Why We Are Tone Deaf to the Music of Light

the-art-of-sound

By Bradley Stockwell

When I sit down at a piano I see a lot more than keys; I see an immense sonic spectrum ranging from sound frequencies of 27 hertz to over 4,000. A hertz, if you’re unaware, is one cycle of a wave per second, in this case a sound wave. When I press a C4 key, a vibrating string is displacing waves of air molecules at 260 times per second against my eardrum and my brain interprets those fluctuations as a middle C. And our amazing brain can do that with a range of frequencies about five times the size of a piano’s. It’s too bad our eyes are so limited in comparison.

While a human eye is an incredibly complex organ, it is severely tone deaf when it comes to the music of light. To understand what I mean by this, we must first change how you view light. On a sub-atomic level, light is made up of little spiraling packets of energy called photons. When these twisted little guys interact with one another they dance in a synchronized wave pattern and form light waves. This is how particles behave on a quantum-scale; they exhibit features both of a particle and of a wave. The varying energies of these photons, or how fast the little guys are spinning, produce differing light wave frequencies that our eyes detect as colors. For example the light waves that make up the color red cycle slower than the light waves that make up the color blue.

Just like there are sounds we can’t hear, either the sound waves are too fast or too slow for our brain to detect, there are also colors, or light waves, we can’t see. Of course just because we can’t see them doesn’t mean they don’t exist. In fact we interact with these colors all the time. When you tune into a radio station, you’re tuning into a signal being transmitted over a light wave called a radio wave. A radio station such as 95.5 KLOS is broadcasting their signal over a light wave with a frequency of roughly 95.5 megahertz; that’s 95.5 million oscillations per second, which is actually quite low. The lower the frequency, the longer the wavelength. That is how radio signals travel over long distances. Infrared light waves, just outside the lower end of visible light, is what your body emits as heat and changes the channel on your television when they are transmitted from your remote. If you’ve ever had a sunburn, that is the result of light waves just outside the higher end of visible light, called ultraviolet waves, overexciting the DNA that creates your skin tissue. If you’ve ever had an x-ray image taken, that is an inverted visual display of the high frequency waves, known as x-rays, which were shot through your body that weren’t absorbed by dense objects like your bones. A low energy wave called a microwave excites molecules of water inside your food to produce heat when you zap your leftovers. These are all things you’re familiar with and they all involve light, or in the language of physics, electromagnetic radiation.

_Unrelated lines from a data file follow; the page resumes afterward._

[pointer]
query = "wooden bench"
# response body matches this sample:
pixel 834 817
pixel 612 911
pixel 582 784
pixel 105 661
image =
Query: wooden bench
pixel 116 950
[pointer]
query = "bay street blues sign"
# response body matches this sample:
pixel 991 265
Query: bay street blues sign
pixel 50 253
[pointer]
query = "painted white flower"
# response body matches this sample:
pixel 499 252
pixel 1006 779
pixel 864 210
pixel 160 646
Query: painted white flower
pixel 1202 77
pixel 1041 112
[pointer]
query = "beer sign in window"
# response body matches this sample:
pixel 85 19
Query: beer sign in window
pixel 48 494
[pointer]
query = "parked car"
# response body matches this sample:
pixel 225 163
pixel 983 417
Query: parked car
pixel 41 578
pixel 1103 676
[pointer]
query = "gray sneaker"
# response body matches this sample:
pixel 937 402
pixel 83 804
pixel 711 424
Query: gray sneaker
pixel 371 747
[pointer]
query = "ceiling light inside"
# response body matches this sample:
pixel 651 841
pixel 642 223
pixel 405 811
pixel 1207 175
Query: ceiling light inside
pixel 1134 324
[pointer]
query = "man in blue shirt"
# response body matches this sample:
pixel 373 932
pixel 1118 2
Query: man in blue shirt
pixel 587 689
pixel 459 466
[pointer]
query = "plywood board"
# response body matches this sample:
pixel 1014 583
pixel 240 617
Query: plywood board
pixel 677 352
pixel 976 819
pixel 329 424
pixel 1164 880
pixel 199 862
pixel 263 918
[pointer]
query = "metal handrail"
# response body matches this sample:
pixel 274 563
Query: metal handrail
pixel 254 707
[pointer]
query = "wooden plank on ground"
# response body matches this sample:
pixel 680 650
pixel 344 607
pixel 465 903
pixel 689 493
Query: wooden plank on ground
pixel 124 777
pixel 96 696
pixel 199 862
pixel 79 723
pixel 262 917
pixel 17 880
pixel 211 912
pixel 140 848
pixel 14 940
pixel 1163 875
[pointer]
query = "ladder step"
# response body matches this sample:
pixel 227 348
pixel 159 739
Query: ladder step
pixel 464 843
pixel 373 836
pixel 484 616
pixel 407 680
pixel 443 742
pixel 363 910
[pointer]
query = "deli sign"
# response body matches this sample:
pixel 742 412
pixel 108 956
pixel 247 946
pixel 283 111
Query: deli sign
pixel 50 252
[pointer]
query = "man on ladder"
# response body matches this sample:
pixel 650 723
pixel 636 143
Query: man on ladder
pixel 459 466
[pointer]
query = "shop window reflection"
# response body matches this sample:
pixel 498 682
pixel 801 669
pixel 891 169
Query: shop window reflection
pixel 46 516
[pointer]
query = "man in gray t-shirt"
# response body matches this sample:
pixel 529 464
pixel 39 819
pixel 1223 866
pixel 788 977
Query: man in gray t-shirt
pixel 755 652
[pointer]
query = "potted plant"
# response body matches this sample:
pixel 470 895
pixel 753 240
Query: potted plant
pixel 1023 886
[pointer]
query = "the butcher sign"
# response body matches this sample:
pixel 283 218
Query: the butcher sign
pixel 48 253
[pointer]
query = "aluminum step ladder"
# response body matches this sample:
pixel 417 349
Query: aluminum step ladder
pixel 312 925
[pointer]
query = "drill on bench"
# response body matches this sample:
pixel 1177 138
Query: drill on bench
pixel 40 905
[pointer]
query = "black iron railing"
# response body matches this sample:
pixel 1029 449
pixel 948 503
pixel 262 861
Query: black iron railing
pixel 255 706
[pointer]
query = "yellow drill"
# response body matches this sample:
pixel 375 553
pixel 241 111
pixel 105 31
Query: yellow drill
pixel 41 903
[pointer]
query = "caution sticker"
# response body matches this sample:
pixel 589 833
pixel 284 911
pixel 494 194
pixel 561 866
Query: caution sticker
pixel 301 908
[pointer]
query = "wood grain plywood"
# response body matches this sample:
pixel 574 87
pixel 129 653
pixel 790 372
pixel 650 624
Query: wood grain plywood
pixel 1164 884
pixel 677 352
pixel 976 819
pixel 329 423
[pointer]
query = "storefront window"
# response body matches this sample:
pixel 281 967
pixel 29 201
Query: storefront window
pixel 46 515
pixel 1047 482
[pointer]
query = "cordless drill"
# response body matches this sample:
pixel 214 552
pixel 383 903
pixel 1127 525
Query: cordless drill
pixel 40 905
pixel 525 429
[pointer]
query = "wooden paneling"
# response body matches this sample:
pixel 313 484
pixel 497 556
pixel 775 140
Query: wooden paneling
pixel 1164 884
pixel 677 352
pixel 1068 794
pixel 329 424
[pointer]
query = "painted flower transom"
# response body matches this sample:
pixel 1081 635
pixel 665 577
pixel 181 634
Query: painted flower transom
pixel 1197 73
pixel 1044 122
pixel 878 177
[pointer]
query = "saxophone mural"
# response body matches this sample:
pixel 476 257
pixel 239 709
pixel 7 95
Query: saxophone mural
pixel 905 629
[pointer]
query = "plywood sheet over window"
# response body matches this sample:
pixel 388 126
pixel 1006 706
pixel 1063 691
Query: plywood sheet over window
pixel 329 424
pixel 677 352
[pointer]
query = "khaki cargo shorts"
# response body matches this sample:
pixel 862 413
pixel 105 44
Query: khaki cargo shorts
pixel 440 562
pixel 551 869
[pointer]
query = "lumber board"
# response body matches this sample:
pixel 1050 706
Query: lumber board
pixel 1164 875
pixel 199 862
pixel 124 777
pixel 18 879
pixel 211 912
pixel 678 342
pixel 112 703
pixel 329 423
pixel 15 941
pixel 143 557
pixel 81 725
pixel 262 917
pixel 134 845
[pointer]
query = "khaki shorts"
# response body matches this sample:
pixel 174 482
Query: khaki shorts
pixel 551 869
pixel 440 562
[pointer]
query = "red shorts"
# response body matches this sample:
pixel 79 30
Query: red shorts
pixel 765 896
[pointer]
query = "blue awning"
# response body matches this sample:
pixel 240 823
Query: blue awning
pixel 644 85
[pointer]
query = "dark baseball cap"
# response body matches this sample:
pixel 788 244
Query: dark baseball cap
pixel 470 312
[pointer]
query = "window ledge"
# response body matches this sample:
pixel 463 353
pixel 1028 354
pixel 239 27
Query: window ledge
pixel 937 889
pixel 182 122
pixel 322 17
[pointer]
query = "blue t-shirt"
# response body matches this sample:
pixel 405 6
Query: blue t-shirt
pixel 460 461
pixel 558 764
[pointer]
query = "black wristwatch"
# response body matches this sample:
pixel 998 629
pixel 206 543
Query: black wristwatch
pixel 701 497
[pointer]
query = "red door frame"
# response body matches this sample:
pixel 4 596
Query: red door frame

Now just to give you a perspective of how limited our eyes are at detecting light I’m going to transpose the electromagnetic spectrum, the known frequencies of light from 1,000 hertz to one zettahertz (that’s 1 with 21 zeros after it), onto the sound frequencies found on an 88-key piano (this sounds more impressive than it actually is—only simple algebra involved). Radio waves, like the ones radio and TV stations use, take up the lowest 26 keys from A0 to A#2. Microwaves take up the next 16, B2 to D4. Infrared waves the next 14, D#4 to E5. Then visible light, which makes up our entire visual reality, takes up only one key, F5. The next eleven keys, F#5 to E6 are ultraviolet waves. The following ten, F6 to D7 are x-ray waves and the remaining ten are called gamma waves; D#7 to C8.*

 

electromagnetic_spectrum_piano*These proportions aren’t exact because where one type of wave begins and ends is debatable and I had to approximate for demonstration purposes. But it does accurately show the limited perspective of our vision.